Twenty minutes after finally getting underway again, we were stopped for another two hours due to yet another accident further up the road. Only now did I lose my sense of humour with the situation. So far it was an easily bearable interesting adventure, but after we were stopped again for an unknown length of time, I was now fully embittered.

When we finally started moving again, after twenty minutes travel, we were stopped again for yet another hour. After this, our three hour trip the rest of the way to Kelowna continued on uninterrupted.

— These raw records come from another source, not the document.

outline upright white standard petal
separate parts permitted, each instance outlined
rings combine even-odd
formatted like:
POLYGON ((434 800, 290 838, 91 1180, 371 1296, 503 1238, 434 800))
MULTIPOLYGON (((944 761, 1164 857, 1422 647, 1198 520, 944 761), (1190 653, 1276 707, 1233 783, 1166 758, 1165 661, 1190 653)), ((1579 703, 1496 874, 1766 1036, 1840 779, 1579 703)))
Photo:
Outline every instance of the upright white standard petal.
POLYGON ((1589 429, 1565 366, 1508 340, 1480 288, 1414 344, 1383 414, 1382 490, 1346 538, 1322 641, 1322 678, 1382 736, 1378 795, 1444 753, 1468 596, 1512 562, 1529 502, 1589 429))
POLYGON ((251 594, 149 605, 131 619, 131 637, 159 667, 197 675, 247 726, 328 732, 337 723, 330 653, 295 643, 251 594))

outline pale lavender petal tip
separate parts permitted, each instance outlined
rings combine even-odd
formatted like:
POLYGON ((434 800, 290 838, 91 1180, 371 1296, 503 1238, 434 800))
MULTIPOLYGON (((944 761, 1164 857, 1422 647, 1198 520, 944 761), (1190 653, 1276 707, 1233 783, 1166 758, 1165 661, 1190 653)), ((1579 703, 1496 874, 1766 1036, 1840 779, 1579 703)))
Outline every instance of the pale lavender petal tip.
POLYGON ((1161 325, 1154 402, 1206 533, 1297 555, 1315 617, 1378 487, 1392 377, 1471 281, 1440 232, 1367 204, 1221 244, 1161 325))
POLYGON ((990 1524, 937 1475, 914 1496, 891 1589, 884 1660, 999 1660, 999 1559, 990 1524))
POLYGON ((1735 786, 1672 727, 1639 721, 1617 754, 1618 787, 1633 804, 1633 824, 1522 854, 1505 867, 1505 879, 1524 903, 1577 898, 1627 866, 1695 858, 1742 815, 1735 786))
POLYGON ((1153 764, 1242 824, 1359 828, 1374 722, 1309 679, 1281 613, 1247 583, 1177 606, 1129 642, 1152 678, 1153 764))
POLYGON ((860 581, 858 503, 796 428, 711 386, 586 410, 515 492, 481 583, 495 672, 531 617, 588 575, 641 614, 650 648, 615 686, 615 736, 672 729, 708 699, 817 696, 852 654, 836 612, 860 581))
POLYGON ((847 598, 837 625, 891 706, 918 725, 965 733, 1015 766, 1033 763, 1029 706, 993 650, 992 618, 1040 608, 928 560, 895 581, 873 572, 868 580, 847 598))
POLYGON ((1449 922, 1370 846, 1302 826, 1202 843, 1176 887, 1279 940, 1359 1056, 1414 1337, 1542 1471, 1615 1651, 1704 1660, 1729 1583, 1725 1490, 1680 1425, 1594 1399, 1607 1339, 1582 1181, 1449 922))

At some point, we started getting phone service again, and as I coaxed my phone into sending a simple ‘I’m ok’ to Joyce, all at once I received increasingly concerned messages from her, ending with a desperate sounding: ‘I don’t know what to do…’ It was bittersweet to have someone worry about me like that. It was comforting, but at the same time knowing she was worrying about me was the worst part of the ordeal since I couldn’t reassure her until the phones started working again.

My next fun adventure was dodging the feet of all the people trying to use their phones plugged into a power bar behind the coffee maker over my head, which didn’t stop other people from nearly scalding me as they still tried to use the coffee machine over my head which was now down to only having hot chocolate inserts.

Finally I saw Okanagan Lake, and I knew I was almost home. People cheered as we finally pulled into the bus depot eleven hours after leaving Vancouver. Some clueless management guy stood at the front of the bus, blocking our exit only to offer apologetic platitudes. After everyone who’d had comfortable seating got off the bus I was finally able to exit, and I rushed through the terminal into a big hug with Joyce.

In retrospect, what really stands out for me is how well it all went. Nobody flipped out or was hurt, and another bus was able to give us a lift. Aside from irritation and discomfort on the second bus, the worst part was just the hours of my life the incident consumed. I wasn’t left with a fear of bus travel; I was just the victim of a statistic; there was nothing I should have done to avoid it, and it’s nothing I should ever expect to happen again. Like so much of life, it was just some stuff that happened.